PEP 694 -- PyPI upload API 2.0 (Round 2)

429 is another option.

(Apologies in advance for the long reply! You got me thinking, which is always dangerous. :sweat_smile:)

I’ve been mulling this over a lot, especially the out-of-band stage token/URL calculation and the nonce. I’m pretty much convinced at this point that we should let the server calculate the stage token/URL (if it supports stages) and give up on the out-of-band property, as cool as it might be.

Thinking this through then, the PEP would change roughly as follows:

  • In the session creation request payload, we get rid of the optional nonce key.
  • The session creation response body, doesn’t have to change. It still returns the session-token and links.stage keys, and they MUST still be omitted if the index doesn’t support staged previews.
  • We remove the entire Publishing Session Token section from the PEP, and just say that if the server supports staged previews, the stage token/URL SHOULD (MUST?) be cryptographically unguessable[1]. We leave it up to the index to figure out the details.
  • This means that any client that wants access to the preview stage, either by direct URL or stage token (e.g. ${TOOL} install --staging ${TOKEN}) must either get it from the tool that created the session, or query the server directly (more on that below).

In exchange for giving up the out-of-band calculation, we gain a simpler protocol, and flexibility on the index side to use any algorithm it wants to calculate the stage token/URL, and this can change without needing any future PEP if the need arises. That seems like an overall win to me.

How do clients other than the original session creating tool get the preview stage token for a package+version upload session? There are two ways in the current PEP.

It can POST to the session creation endpoint the same package name + version tuple as before. About this, the PEP currently says:

If a second session is created for the same name-version pair while a session for that pair is in the pending state, then the server MUST return the JSON status response for the already existing session, along with the 200 OK status code rather than creating a new, empty session. This is effectively a “get the session status” request.

It can also create a file upload session within the overall publishing session[2], and that response includes a links.publishing-session URL which is defined as

The endpoint where actions for the parent Publishing Session can be performed.

Doing a GET to this URL returns the session status with the exact same response as the session creation response payload described above, effectively giving you the links.stage URL and session-token as before.

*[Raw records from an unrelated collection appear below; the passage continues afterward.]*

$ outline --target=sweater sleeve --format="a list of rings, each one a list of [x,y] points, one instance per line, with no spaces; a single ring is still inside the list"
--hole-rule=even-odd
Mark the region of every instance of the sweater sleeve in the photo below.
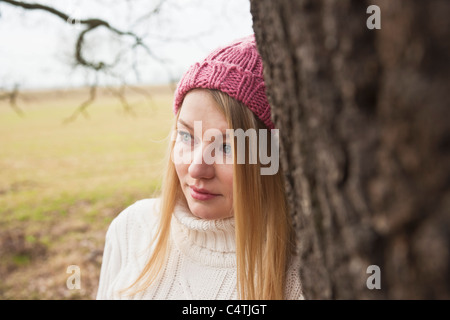
[[[123,277],[121,271],[126,268],[130,255],[139,251],[139,248],[148,246],[147,238],[151,237],[152,230],[156,226],[157,210],[157,199],[139,200],[123,210],[111,222],[105,237],[97,290],[98,300],[113,299],[114,284],[120,280],[120,274]]]
[[[108,299],[109,288],[120,271],[122,259],[117,228],[116,218],[106,232],[97,300]]]

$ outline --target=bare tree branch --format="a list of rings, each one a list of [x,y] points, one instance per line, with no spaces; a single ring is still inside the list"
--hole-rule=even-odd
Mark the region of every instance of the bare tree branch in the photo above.
[[[70,15],[66,14],[65,12],[63,12],[61,10],[55,9],[51,6],[39,4],[39,3],[27,3],[27,2],[15,1],[15,0],[0,0],[0,3],[1,2],[10,4],[10,5],[13,5],[16,7],[21,7],[23,9],[27,9],[27,10],[45,11],[45,12],[48,12],[48,13],[60,18],[61,20],[63,20],[64,22],[66,22],[68,24],[84,26],[84,29],[78,34],[76,44],[75,44],[74,57],[75,57],[76,65],[93,70],[96,73],[102,72],[109,76],[113,76],[114,78],[119,79],[120,82],[122,82],[122,85],[118,89],[114,89],[111,87],[108,87],[108,88],[111,91],[111,93],[120,101],[120,103],[124,107],[124,110],[127,111],[128,113],[134,114],[131,105],[128,103],[128,101],[125,97],[125,88],[126,88],[127,84],[126,84],[125,80],[123,79],[123,76],[118,76],[117,74],[115,74],[112,71],[112,68],[114,66],[118,65],[118,63],[121,61],[123,56],[128,52],[127,50],[131,50],[132,52],[135,52],[135,50],[137,48],[142,48],[150,57],[152,57],[154,60],[161,63],[163,66],[166,65],[166,63],[167,63],[167,61],[156,56],[153,53],[153,51],[150,50],[150,48],[143,42],[142,37],[140,37],[139,35],[137,35],[134,32],[131,32],[131,31],[120,30],[120,29],[112,26],[108,21],[105,21],[103,19],[98,19],[98,18],[74,19],[73,17],[71,17]],[[137,19],[137,21],[134,23],[134,25],[141,23],[143,20],[150,18],[154,14],[157,14],[161,10],[161,6],[163,5],[164,2],[165,2],[165,0],[160,0],[158,2],[158,4],[152,10],[143,14],[139,19]],[[118,36],[129,37],[133,40],[131,47],[128,47],[127,49],[123,49],[120,52],[118,52],[115,57],[115,60],[109,64],[105,63],[104,61],[98,61],[98,62],[90,61],[83,55],[83,47],[85,45],[85,40],[86,40],[87,34],[99,27],[104,27]],[[134,57],[132,69],[135,72],[136,78],[139,80],[140,76],[139,76],[139,72],[138,72],[136,56]],[[170,74],[170,70],[167,69],[167,72]],[[170,75],[170,79],[173,81],[173,77],[171,75]],[[71,116],[64,119],[63,123],[67,124],[69,122],[74,121],[80,114],[83,114],[85,117],[87,116],[86,110],[96,99],[98,85],[99,85],[98,77],[96,76],[95,82],[90,86],[88,99],[86,101],[82,102],[80,104],[80,106],[77,107],[77,109],[73,112],[73,114]],[[13,107],[13,109],[18,114],[23,115],[22,110],[19,109],[16,104],[16,99],[17,99],[17,95],[18,95],[17,88],[15,88],[14,91],[12,91],[8,94],[5,94],[4,96],[0,96],[0,99],[8,98],[10,101],[11,107]],[[142,93],[142,90],[141,90],[141,93]]]

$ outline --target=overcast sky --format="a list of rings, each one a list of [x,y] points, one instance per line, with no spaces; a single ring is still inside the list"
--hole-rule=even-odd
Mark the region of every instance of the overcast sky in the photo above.
[[[141,19],[159,0],[36,0],[76,18],[101,18],[121,30],[145,36],[145,43],[164,65],[144,50],[124,56],[114,71],[128,83],[165,83],[217,46],[253,33],[248,0],[167,0],[157,16]],[[76,26],[42,11],[27,11],[0,2],[0,88],[74,87],[90,84],[94,74],[73,68]],[[124,41],[125,40],[125,41]],[[83,53],[94,61],[111,61],[128,48],[105,29],[87,38]],[[131,61],[138,61],[133,68]],[[137,72],[135,72],[137,71]],[[112,77],[100,84],[114,83]]]

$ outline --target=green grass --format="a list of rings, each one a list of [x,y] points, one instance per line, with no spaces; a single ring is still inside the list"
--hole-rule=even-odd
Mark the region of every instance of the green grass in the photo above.
[[[104,93],[67,124],[87,91],[25,93],[24,117],[0,104],[0,299],[95,297],[109,223],[159,192],[172,92],[146,89],[127,96],[134,115]],[[82,290],[65,286],[71,264]]]

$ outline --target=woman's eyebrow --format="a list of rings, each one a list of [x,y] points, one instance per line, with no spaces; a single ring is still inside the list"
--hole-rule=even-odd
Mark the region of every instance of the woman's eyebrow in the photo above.
[[[189,130],[191,130],[191,131],[194,130],[194,129],[193,129],[189,124],[187,124],[184,120],[178,119],[178,122],[181,123],[181,124],[182,124],[183,126],[185,126],[186,128],[188,128]]]
[[[194,129],[192,128],[192,126],[190,126],[188,123],[186,123],[183,119],[178,119],[178,122],[181,123],[183,126],[185,126],[186,128],[188,128],[191,131],[194,131]],[[229,138],[230,135],[228,134],[228,132],[223,132],[222,131],[222,136]]]

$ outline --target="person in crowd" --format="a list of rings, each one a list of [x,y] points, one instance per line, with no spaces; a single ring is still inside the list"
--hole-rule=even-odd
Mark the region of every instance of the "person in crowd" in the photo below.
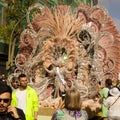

This seems awkward to me for a couple of reasons:

  1. There’s more than one way to get the session status.
  2. There’s a possible race condition, although I think it’s mostly harmless. E.g. your uploading action and your CI testing action could race on the session creation request, and whichever one gets there first does the actual session creation. I think it’s harmless because session creation is idempotent and keyed off the same data, i.e. the package name and version (and of course, both are implicitly gated on having the same correct authentication credentials. But I could be missing something that makes this more serious.
  3. Getting the session status through the file upload session creation request’s links.publishing-session key could lead to creating a file upload session just to get this information, without actually having a file to upload. Sure, the file upload session can be immediately canceled if it’s only to get the session status URL, but that seems like a wart.

I don’t have any wonderful ideas for cleaning this up. Does anyone else think this is a problem?

I see further replies from @mgorny and @EpicWink so I’ll leave this response here, and will reply to them momentarily.


  1. is that even a term? ↩︎

  2. yes, too many “sessions” but we haven’t found any better way to describe these bits of the protocol ↩︎

2 Likes

Thanks @mgorny.

As you’ll see in my latest response to @woodruffw I’m now in the “let’s get rid of the nonce” camp, so the whole question of the gentoken() algorithm goes away.

Re: RFC 3339. Totally agree, and I already made this change in my draft PR. Thanks!

Good callout, thanks. I do think this needs tightening up, so I’ll try to address this in my PR (currently in draft).

I’d forgotten about the Location header when I posted my response to @woodruffw above[1]. I wonder if that gives us a way out of the “wart” I described? :thinking:

I like the text you propose, but now that I’m reading it, I think that “should” should become MUST.

429 Too Many Requests seems more aimed at rate limiting requests rather than semantically disallowing parallel updates. 409 Conflict doesn’t seem like a perfect match either. We already use 422 Unprocessable Content in this context for an unsupported upload mechanism, so I think 409 makes the most sense. I think the update there is just to switch the last two sentences of that paragraph, i.e.

The server MAY allow parallel
uploads of files, but is not required to. If the server determines the upload cannot proceed, it MUST
return a 409 Conflict.


  1. protocols are hard! ↩︎

1 Like

If you’re expecting requests to perform idempotent actions, would PUT be a better fit?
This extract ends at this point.